FIFA Corruption: Banned Jeffrey Webb Pleads Not Guilty
FILE – In this May 23, 2012, file photo, newly elected president of CONCACAF , right, talks to President Sepp Blatter as they arrive at the meeting of the Confederation of North, Central American and Caribbean Association Football prior to the two-day congress of in Budapest, Hungary. Webb has been extradited to the United States following his arrest in Switzerland on racketeering and bribery charges filed by American prosecutors. The Swiss Federal Office of Justice said Thursday, July 16, 2015, the man was extradited a day earlier after 50 days of detention. U.S. authorities have said more indictments could follow, and President Sepp Blatter is a target of the widening case. (Szilard Koszticsak/MTI via AP, File)
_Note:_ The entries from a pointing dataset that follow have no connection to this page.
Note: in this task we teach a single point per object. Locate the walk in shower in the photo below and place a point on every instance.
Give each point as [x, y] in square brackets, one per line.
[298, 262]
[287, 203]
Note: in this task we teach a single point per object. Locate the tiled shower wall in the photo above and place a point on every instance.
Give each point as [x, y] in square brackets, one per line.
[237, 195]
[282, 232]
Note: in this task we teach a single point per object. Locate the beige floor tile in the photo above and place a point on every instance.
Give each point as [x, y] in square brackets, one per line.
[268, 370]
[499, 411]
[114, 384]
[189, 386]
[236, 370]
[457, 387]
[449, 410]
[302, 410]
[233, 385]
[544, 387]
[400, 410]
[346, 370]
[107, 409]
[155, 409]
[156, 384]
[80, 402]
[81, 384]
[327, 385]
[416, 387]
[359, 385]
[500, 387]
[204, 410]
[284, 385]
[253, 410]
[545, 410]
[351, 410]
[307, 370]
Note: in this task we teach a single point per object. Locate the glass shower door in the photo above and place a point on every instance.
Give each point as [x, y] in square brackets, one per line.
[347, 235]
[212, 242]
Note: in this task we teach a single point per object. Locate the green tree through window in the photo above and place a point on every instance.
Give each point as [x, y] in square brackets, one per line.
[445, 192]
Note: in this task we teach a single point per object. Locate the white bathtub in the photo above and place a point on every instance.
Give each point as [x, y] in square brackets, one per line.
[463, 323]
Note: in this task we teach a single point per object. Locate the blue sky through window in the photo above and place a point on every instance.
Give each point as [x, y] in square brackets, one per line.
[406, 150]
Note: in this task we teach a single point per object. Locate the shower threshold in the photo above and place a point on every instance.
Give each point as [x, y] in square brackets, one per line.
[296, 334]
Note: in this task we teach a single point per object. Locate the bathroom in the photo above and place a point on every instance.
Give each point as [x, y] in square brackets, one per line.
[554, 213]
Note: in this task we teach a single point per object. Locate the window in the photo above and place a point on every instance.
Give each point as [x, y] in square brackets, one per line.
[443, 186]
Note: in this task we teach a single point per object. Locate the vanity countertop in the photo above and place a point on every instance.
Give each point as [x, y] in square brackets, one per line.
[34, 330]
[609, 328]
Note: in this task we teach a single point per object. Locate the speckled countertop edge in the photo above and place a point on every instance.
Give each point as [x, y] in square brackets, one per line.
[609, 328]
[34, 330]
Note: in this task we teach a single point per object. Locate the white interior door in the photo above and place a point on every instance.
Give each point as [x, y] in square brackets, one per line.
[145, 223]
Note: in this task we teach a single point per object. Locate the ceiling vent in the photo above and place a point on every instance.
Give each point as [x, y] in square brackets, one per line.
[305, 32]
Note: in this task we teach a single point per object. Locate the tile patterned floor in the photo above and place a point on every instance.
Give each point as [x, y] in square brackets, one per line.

A former top FIFA official pleaded not guilty Saturday to racketeering and bribery charges in a corruption case aimed at soccer’s governing body that has sent shock waves through the sport.

Jeffrey Webb was released on $10 million bond following his arraignment in federal court. His lawyer, Edward O’Callaghan, did not comment after the hearing.

Webb, 50, was among seven FIFA officials detained in Switzerland. The rest are fighting extradition.

Webb will be required to stay within 20 miles of the federal courthouse in Brooklyn and wear an electronic monitoring device as conditions of his release. He surrendered three passports — two from the United Kingdom and one from the Cayman Islands.

Webb’s bond was secured by 10 different people including his wife and her parents, who were in the courtroom. He did not speak except to say “Yes, your honor” when the judge asked if he understood the charges.

Prosecutors allege the defendants plotted to pay bribes of more than $150 million — tied to the award of broadcasting and hosting rights for the World Cup and other tournaments — over a 24-year period.

Following the indictment, Webb received a provisional ban and was replaced as the FIFA vice president from the North and Central American and Caribbean region. Webb was also president of CONCACAF, the regional governing body for North America, Central America and the Caribbean.

A total of 14 men — nine soccer officials and five marketing executives — were indicted by the U.S. Justice Department in May, including former FIFA vice president Jack Warner, who is resisting extradition from Trinidad and Tobago.

Webb promised reform when he was elected in 2012 to succeed Warner as president of CONCACAF.